Many of his other songs are based on real characters, and his research into their backgrounds and histories often formed the basis of his writing for this fact based material. 

Elephant Man

 is about Joseph Merrick who he imagined finding a female companion to share his life. 

The Ballad Of Willie Sutton

 concerns the bank robber who died in 1980. He was an Irish American who became a bank robber of repute (Making number 11 on the inaugural Ten Most Wanted FBI list). It recounts the part of his life and times preceding his release from Attica State prison on parole on Christmas Eve 1969. Romanoff incorporates much of this detail in his incisive writing. He writes both solo and with a co-writer. Many on the most recent album are written with Crit Harmon.

Romanoff also tells the audience that he only really started to become a writer after the age of 40 and never really thought of himself as a singer, recalling that his (adoption) father was tone deaf and he considered himself the same. He humorously noted that he was advised that it might be best if he mouthed the words of the songs

, by the leader of his school choir. However Romanoff is a much improved singer now and able to deliver his songs with a certain conviction. He would never consider himself a great vocalist but, similar to singers like John Prine, one who is able to deliver the song despite any limitation of his vocal range.

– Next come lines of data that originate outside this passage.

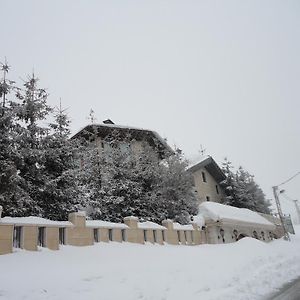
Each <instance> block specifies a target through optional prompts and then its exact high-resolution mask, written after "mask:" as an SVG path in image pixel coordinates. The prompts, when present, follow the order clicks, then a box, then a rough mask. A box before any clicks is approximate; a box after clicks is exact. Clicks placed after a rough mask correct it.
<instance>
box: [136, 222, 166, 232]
mask: <svg viewBox="0 0 300 300" xmlns="http://www.w3.org/2000/svg"><path fill="white" fill-rule="evenodd" d="M138 228H141V229H160V230H166V229H167V228H166V227H164V226H161V225H159V224H156V223H153V222H149V221H147V222H139V223H138Z"/></svg>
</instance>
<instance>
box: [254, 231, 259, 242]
mask: <svg viewBox="0 0 300 300" xmlns="http://www.w3.org/2000/svg"><path fill="white" fill-rule="evenodd" d="M253 237H254V238H255V239H257V240H258V234H257V232H256V231H255V230H254V231H253Z"/></svg>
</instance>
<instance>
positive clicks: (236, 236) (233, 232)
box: [232, 229, 239, 241]
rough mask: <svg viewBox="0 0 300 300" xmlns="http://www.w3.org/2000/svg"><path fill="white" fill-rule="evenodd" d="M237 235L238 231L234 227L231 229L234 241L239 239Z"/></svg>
mask: <svg viewBox="0 0 300 300" xmlns="http://www.w3.org/2000/svg"><path fill="white" fill-rule="evenodd" d="M238 235H239V233H238V231H237V230H236V229H234V230H233V237H232V238H233V239H235V240H236V241H238V240H239V239H238Z"/></svg>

Playing acoustic guitar and sometimes adding a beat with a foot pedal he blends this with the atmospheric guitar of Barnes to create something that is effective and entertaining. Barnes played a couple of full on solos that enhanced the dynamic of the offering. Humour is ever present despite his noting that many of these songs hit the down elevator in terms of mood, but do so within the realm of optimism. Luan Parle joined the duo onstage, adding her exquisite vocals to several songs including a version of Springsteen’s 

I’m On Fire

 sung by Clive. For a couple of numbers Romanoff also calls folk-singer Peter Doran to the stage and they all join in on 

Blue Boulevard (Na Na Na)

Romanoff was called back by the small but attentive audience for a two song encore. The first solo then he was joined by Barnes on his big silver Gretch for the final songs which also saw Parle and Dorian returning on the stage to end a satisfying night.